Einmal abgesehen von Zerstörungen im Zweiten Weltkrieg blieb über die Jahrzehnte die Bausubstanz erhalten. Sicher, und das lässt sich schnell erkennen, gab und gibt es immer wieder Modernisierungen an den Gebäuden. Nicht verändert werden dürfe die äußere, jeweils vordere Außenfassade, betont Degen. Damit solle der bauliche Grundcharakter der Siedlung erhalten bleiben.

Und es fällt noch eins auf: die beachtlichen Gartengrundstücke hinter den Häusern, die sich in der Gesamtbetrachtung zu einem ansehnlichen grünen Kleinod zusammenfügen.
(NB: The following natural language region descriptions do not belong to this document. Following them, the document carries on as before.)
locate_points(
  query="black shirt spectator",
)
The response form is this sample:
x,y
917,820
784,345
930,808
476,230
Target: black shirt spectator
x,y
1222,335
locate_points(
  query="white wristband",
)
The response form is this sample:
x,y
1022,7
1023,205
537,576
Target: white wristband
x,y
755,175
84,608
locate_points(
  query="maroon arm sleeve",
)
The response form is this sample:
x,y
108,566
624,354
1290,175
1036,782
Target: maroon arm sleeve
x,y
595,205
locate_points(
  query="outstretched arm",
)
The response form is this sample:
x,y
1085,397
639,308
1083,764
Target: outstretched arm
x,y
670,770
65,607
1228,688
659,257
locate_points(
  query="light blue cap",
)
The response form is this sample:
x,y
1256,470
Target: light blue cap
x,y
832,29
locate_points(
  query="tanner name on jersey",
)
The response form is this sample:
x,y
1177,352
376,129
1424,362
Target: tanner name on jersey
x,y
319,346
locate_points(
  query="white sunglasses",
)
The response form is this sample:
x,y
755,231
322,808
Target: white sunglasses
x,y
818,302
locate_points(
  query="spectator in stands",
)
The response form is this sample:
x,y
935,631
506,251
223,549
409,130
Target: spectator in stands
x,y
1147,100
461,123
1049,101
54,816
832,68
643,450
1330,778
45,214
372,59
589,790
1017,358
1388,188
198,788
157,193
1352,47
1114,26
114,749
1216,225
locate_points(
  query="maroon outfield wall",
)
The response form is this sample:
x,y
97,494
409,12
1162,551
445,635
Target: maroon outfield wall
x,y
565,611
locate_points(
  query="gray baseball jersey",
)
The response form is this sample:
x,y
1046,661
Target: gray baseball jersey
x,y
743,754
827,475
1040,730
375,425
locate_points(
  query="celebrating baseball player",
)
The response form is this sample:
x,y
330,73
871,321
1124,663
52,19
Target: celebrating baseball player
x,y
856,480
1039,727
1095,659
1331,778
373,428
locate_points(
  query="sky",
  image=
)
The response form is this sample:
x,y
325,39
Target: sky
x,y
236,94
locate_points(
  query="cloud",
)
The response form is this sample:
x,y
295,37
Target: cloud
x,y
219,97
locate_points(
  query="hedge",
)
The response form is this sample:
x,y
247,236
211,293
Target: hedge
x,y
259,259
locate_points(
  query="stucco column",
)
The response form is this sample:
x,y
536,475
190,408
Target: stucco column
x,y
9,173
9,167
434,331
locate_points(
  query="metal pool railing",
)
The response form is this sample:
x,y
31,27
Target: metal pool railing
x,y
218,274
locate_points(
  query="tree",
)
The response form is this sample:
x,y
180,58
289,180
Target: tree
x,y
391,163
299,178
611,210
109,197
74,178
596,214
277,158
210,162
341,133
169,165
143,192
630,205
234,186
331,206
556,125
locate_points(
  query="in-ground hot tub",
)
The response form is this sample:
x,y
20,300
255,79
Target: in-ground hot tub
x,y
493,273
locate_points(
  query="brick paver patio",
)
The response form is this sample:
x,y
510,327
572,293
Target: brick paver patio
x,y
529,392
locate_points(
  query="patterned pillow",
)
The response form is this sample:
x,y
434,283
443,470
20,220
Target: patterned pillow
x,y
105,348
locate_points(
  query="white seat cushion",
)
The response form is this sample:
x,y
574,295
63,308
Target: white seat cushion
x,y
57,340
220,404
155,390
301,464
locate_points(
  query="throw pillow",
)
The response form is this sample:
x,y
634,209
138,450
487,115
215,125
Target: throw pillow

Dass die einzelnen Gärten überhaupt diese Größe aufweisen, hat – im Rückblick – einen einfachen Grund. Von Anfang an waren sie als Nutzgärten geplant, dafür, in den unsicheren Nachkriegszeiten einen möglichst hohen Grad an Selbstversorgung zu sichern.

Alles ist privater geworden

Heute hat das für viele der 108 Mitgliedsfamilien kaum noch Bedeutung. Ebenso wenig wie der vormalige grundsätzliche Genossenschaftsgedanke. Alles ist inzwischen „privater“ geworden. Sommerfeste, ein Stammtisch, die Frauengruppe und, so Degen, Hilfsbereitschaft schaffen aber noch immer ein gewisses Maß an Zusammenhalt zwischen dem Postweg, dem Binsenschlauchweg und der Hertzstraße.